Freedom is a colossal bronze standing figure which tops the U.S. Capitol Dome in Washington, D.C.
The statue is 19.5 feet tall and weighs approximately 15,000 pounds.
Freedom is a female allegorical figure whose right hand holds the hilt of a sheathed sword while a laurel wreath of victory and the Shield of the United States are clasped in her left hand. She wears a chiton, a draped garment from ancient Greece. A brooch inscribed "U.S." is affixed to the front of the chiton, just below the breast. She is partially covered by a heavy, Native American-style, fringed blanket thrown over her left shoulder. She wears a military helmet adorned with stars and an eagle's head, which is itself crowned by an umbrella-like crest of feathers.
Freedom faces east towards the main entrance of the Capitol and the rising sun.
The Architect of the Capitol, Thomas Ustick Walter, drew the original model for Freedom in 1855. Walter intended for the statue to be a Goddess of Liberty. However, Walter was no sculptor.
Instead, sculptor Thomas Crawford was commissioned to design the statue. He executed it in plaster model in his studio in Rome. Initially, the statue was to have worn a liberty cap -- a soft, conical cap with the tip pulled forward. These had been worn during the American Revolution. When Secretary of War Jefferson Davis saw the drawing of the liberty cap, he demanded that it be replaced. Davis saw the liberty cap as a slap against slave states in the South. So Crawford replaced the liberty cap with a military helmet, topped by an American eagle's head and a crest of feathers.
The plaster model was shipped to the United States in 1859. The statue was cast in five sections in 1860 by Clark Mills, who owned a bronze foundry on the outskirts of Washington. Work came to a halt in 1861 because of the Civil War, but resumed in 1862.
While Freedom was being cast, the foreman went on strike. Mills turned the casting project over to Philip Reid, a slave working at the facility. Reid not only cast most of Freedom, but presided over its assembly at the Capitol.

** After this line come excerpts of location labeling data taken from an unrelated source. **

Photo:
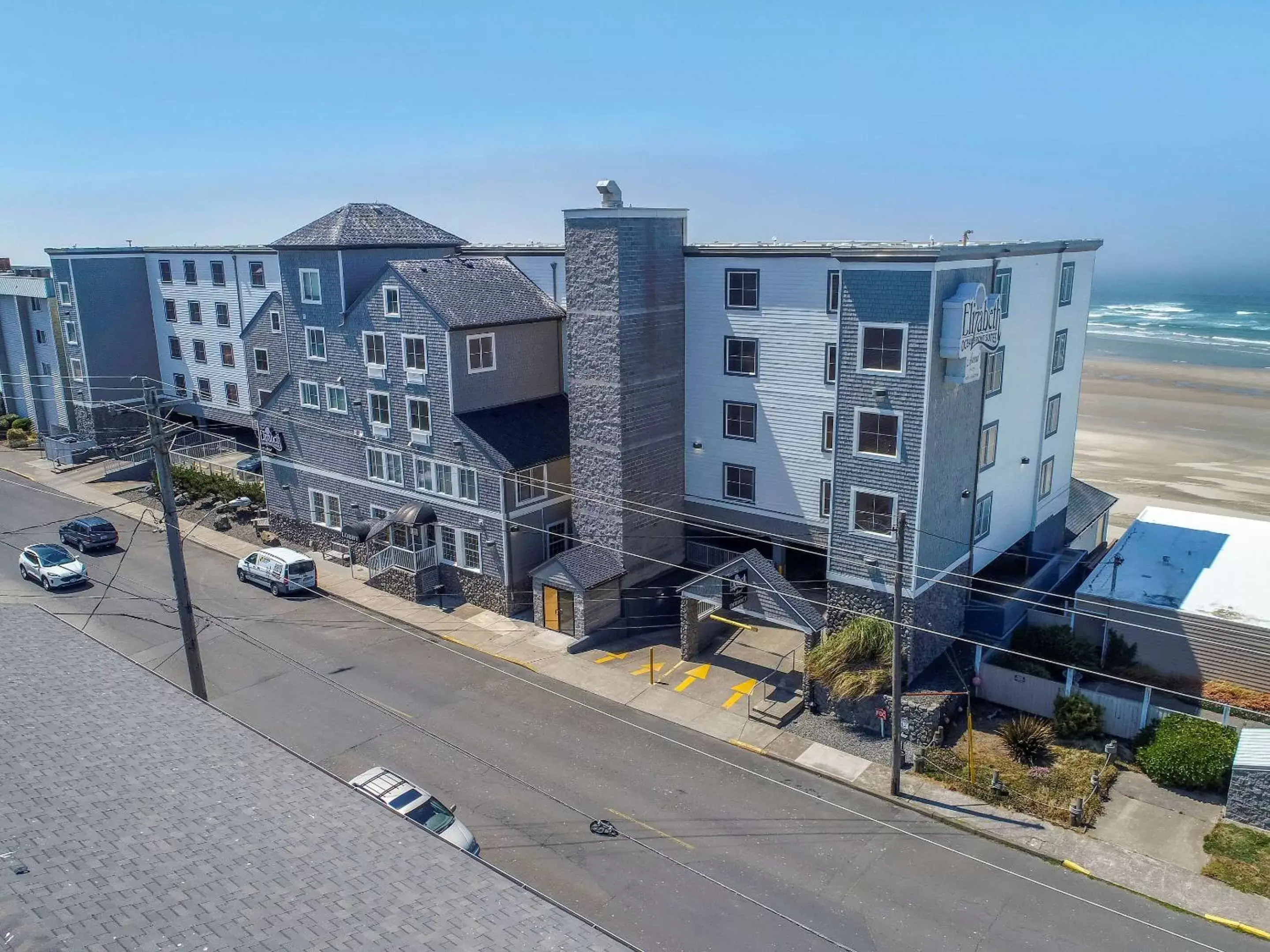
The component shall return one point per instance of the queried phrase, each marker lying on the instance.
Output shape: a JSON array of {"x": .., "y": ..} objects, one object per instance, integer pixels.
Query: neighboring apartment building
[
  {"x": 175, "y": 315},
  {"x": 34, "y": 366},
  {"x": 413, "y": 399}
]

Late in 1863, the statue was hoisted by former slaves in sections and assembled atop the Capitol Dome. The final segment, the head and shoulders, was raised and put in place on December 2, 1863. 35 artillery guns fired in saltue, and in turn were answered by the guns of the 12 forts around Washington, D.C.
The original plaster model now stands in the Capitol Visitor Center.